Alleyn took his time over this. “He was hurt,” he said. “Somebody went for him. It’s all over now. Nothing of the sort can possibly happen again.”
Mike said: “What was wrong with his eye?”
“It was hurt. People’s eyes bleed rather easily, you know^ Are you a boxer?”
“A bit. I was only wondering—”
“Yes?”
“About the skewer. You see I sort of remembered. After I tried to give the parcel to Uncle G. I went to the dining-room and after I went to the dining-room I went back with Giggle to the landing because Giggle was going away and we went through the hall and I said good-bye to Giggle because he’s rather a friend of mine, and I saw him go downstairs and I leant on the table and — well I was only just mentioning it because I happened to remember — well, anyway, the skewer wasn’t on the table then.”
“Michael,” said Nanny loudly, “don’t make things up.”
“It wasn’t. I put my hands where it would have been.”
There was another silence. Mike sat up and clasped his arms around his knees. “Shall I go back?” he asked. “Back to where I took the parcel to Uncle G.?”
“Yes,” said Alleyn, “go back.”
“Well, that’s everything I can remember about the first time in the hall. I went through the hall into the drawing-room. Daddy and him were by the fire. So I gave him the parcel. Well, I mean I didn’t give it to him because of what Daddy told me. I mean it was a bit awkward.”
“What was awkward?”
“Uncle G. being in such a stink about something. Gosh, he was in a stink.”
“You mean he was upset?”
“Absolutely livid. Gosh, you should have seen his face! Jiminy cricket!”

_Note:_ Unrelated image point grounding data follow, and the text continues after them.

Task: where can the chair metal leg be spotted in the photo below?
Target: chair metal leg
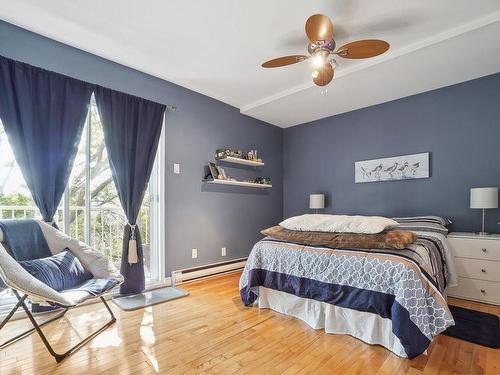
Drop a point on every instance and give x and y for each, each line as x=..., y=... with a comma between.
x=37, y=327
x=29, y=331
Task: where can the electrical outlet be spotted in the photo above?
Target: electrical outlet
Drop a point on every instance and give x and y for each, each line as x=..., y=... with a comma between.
x=177, y=168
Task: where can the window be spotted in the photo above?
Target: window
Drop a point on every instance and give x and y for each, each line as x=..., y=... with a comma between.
x=90, y=209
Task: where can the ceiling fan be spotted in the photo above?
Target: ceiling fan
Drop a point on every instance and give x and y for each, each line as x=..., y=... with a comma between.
x=319, y=31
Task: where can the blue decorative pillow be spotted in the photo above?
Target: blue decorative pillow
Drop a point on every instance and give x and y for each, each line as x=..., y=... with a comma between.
x=61, y=271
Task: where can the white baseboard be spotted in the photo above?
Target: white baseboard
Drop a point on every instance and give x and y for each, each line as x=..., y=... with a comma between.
x=196, y=273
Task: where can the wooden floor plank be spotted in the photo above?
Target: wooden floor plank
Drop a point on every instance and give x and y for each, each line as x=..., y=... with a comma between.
x=211, y=332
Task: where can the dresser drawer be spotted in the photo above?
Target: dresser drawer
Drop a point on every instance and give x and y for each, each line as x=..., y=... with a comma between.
x=480, y=290
x=475, y=248
x=478, y=269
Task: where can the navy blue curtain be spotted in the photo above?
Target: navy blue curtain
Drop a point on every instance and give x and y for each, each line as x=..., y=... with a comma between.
x=43, y=114
x=132, y=128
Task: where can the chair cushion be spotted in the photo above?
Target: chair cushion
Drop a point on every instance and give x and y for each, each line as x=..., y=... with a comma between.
x=24, y=239
x=61, y=271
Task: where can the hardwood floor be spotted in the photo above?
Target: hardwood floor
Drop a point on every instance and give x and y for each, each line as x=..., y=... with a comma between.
x=212, y=332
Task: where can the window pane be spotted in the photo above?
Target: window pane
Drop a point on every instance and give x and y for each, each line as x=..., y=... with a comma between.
x=77, y=182
x=107, y=217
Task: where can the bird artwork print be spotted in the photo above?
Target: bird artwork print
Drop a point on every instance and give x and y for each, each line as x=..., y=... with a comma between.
x=405, y=167
x=377, y=170
x=414, y=168
x=391, y=169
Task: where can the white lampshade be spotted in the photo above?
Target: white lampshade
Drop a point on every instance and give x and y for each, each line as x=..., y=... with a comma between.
x=316, y=201
x=484, y=197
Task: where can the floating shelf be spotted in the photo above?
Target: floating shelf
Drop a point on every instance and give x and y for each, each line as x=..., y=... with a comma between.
x=231, y=159
x=238, y=183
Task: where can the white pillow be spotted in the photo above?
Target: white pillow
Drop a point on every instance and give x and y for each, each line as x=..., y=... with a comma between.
x=339, y=223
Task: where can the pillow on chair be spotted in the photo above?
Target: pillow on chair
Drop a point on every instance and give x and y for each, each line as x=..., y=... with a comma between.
x=61, y=271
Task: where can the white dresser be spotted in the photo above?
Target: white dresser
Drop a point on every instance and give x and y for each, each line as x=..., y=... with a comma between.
x=478, y=266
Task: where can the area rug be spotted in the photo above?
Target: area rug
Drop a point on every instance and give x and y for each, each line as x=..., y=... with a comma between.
x=153, y=297
x=475, y=326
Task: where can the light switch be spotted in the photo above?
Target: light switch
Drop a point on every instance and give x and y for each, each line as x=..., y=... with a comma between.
x=177, y=168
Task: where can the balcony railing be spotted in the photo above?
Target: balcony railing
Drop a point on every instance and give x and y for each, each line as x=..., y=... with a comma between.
x=106, y=227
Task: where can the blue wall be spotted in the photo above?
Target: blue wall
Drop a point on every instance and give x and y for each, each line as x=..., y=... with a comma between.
x=197, y=216
x=459, y=125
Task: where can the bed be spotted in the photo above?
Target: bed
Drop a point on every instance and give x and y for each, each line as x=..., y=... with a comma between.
x=393, y=298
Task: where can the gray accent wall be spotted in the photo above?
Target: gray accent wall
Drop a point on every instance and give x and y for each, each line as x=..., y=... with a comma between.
x=198, y=216
x=459, y=125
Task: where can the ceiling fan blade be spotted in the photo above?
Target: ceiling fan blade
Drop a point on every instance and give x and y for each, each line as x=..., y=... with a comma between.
x=362, y=49
x=283, y=61
x=319, y=29
x=324, y=75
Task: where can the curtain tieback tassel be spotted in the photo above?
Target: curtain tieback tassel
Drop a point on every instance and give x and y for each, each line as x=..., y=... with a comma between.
x=132, y=247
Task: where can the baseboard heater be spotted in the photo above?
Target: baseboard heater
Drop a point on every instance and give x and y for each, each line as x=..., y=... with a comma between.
x=190, y=274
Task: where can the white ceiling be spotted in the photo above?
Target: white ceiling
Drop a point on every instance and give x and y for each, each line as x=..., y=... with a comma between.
x=216, y=47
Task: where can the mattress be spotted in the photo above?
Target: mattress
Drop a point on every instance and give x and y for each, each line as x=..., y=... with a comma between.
x=394, y=298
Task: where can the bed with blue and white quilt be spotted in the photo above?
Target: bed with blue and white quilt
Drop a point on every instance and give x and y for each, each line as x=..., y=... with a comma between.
x=390, y=297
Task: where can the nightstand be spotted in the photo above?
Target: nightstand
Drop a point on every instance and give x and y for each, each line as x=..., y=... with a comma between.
x=478, y=265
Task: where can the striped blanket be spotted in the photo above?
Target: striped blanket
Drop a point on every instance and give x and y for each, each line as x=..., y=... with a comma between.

“Don’t exaggerate,” said Nanny. “You’re letting your fancy run away with you.”
“I am not,” cried Mike indignantly. “He wants me to tell him ezackly all I can remember and I am telling him. You are silly, Nanny.”
“That will do, Michael.”
“Well, anyway—”
“Never mind,” Alleyn interrupted. “Have you any idea why your uncle was angry?”
Nanny said: “I don’t think Michael ought to answer these questions without his parents say that he may.”
“O Nanny!” cried Mike in accents of extreme provocation. “You are!”
“Then we shall ask them to come in,” said Alleyn. “Bailey.” A figure stepped out of the shadows on the other side of the scrap-covered screen by Mike’s bed. “Will you give my compliments to his lordship and ask him if he would mind coming to the nursery?”
“Very good, sir.”
“Is he another detective?” asked Mike when Bailey had gone.
“He’s a finger-print expert.”
Mike suddenly gave a galvanic leap, ending in a luxurious writhe among the blankets. “I suppose he’s brought his insnufferlater,” he said.